Der Ausflug ins Isartal hatte Hilde doch sehr wohlgetan. Als sie am Morgen die Ludwigstraße entlang gegen die innere Stadt ins Atelier ging, federten ihr die Glieder vor Jugendkraft. Sie fühlte sich auch innerlich frisch und frei und verstand gar nicht mehr, wie sie gestern über das Maß hinaus die Beute trüber und schwerer Gedanken hatte werden können. Die Gegenwart war für sie wohl ernst, ein Menschenkind aber wie sie, das konnte doch nicht verlorengehen! Das mußte im Lebenskampf siegreich bleiben. Jugendmut schwoll und drängte in ihr.

Als sie eine Gruppe Studenten in den Vorhof des Universitätsgebäudes schwenken sah, wandten sich ihre Gedanken zu Kuno Glür. Am Sonntag wollte er bei ihr vorsprechen. Das war morgen. Was verschaffte ihr wohl die Ehre? – Sie war doch neugierig.

Ihre Sinne gingen in die Heimat.
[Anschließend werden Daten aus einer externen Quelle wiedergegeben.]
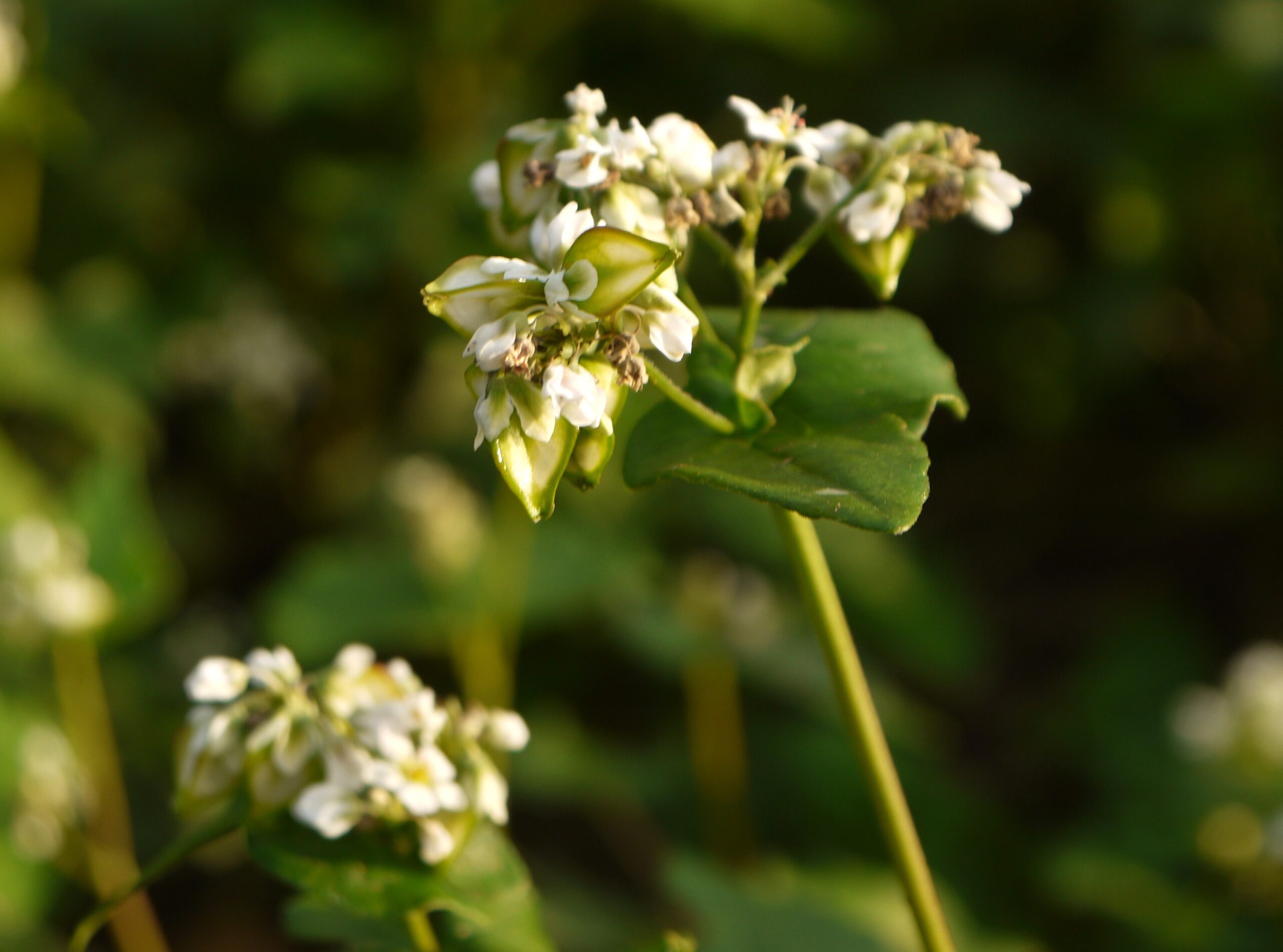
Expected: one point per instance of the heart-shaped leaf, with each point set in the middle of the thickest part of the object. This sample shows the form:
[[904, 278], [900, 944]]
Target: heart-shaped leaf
[[847, 444]]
Da hatten sich die Glür aus einfachen Verhältnissen und bescheidenen Anfängen durch den Fleiß, die Tüchtigkeit und geschäftliche Umsicht dreier Geschlechtsfolgen zu einer schon wegen ihres Reichtums weit und breit angesehenen Fabrikantenfamilie aufgeschwungen. Die Eltern Kunos wohnten gut bürgerlich in einem gartenumschützten Biedermeierhaus. Sein Vater, der sich jetzt vom Geschäft zurückgezogen hatte, war ihr Pate, eine Würde, aus der sich der Fabrikherr allerdings nie viel gemacht hatte und die er meist durch seine Frau vertreten ließ. Die besondere Sorge der frommen, strengen Dame war eine Missionsbüchse mit der Inschrift: »Für arme Heidenkinder.« Warf man einen Nickel hinein, so wackelte ein auf der Büchse aufgestellter Negerknabe mit dem Kopf, und ehe er nicht gewackelt hatte, war Frau Glür für ihre Besucher, selbst für das Patenkind, ein wenig taub. Sie ließ es seine sämtlichen auswendig gelernten Gebete hersagen, dann durfte es sich setzen und erhielt unter vielen Ermahnungen zur steten Frömmigkeit ihr gemessenes Patengeschenk. Als aber Klein-Hilde verständiger geworden war, widerstrebte es ihr, das landesübliche Neujahrsangebinde mit einem Nickel für den Neger und mit langen Gebeten zu erkaufen. Die Glückwunschbesuche wurden ihr sauer, sie unterließ sie, und stillschweigend löste sich das Patenverhältnis mit der Fabrikantenfamilie, das nie ein inniges gewesen war; doch nicht ohne daß ihr Ausbleiben etwas übel vermerkt worden wäre.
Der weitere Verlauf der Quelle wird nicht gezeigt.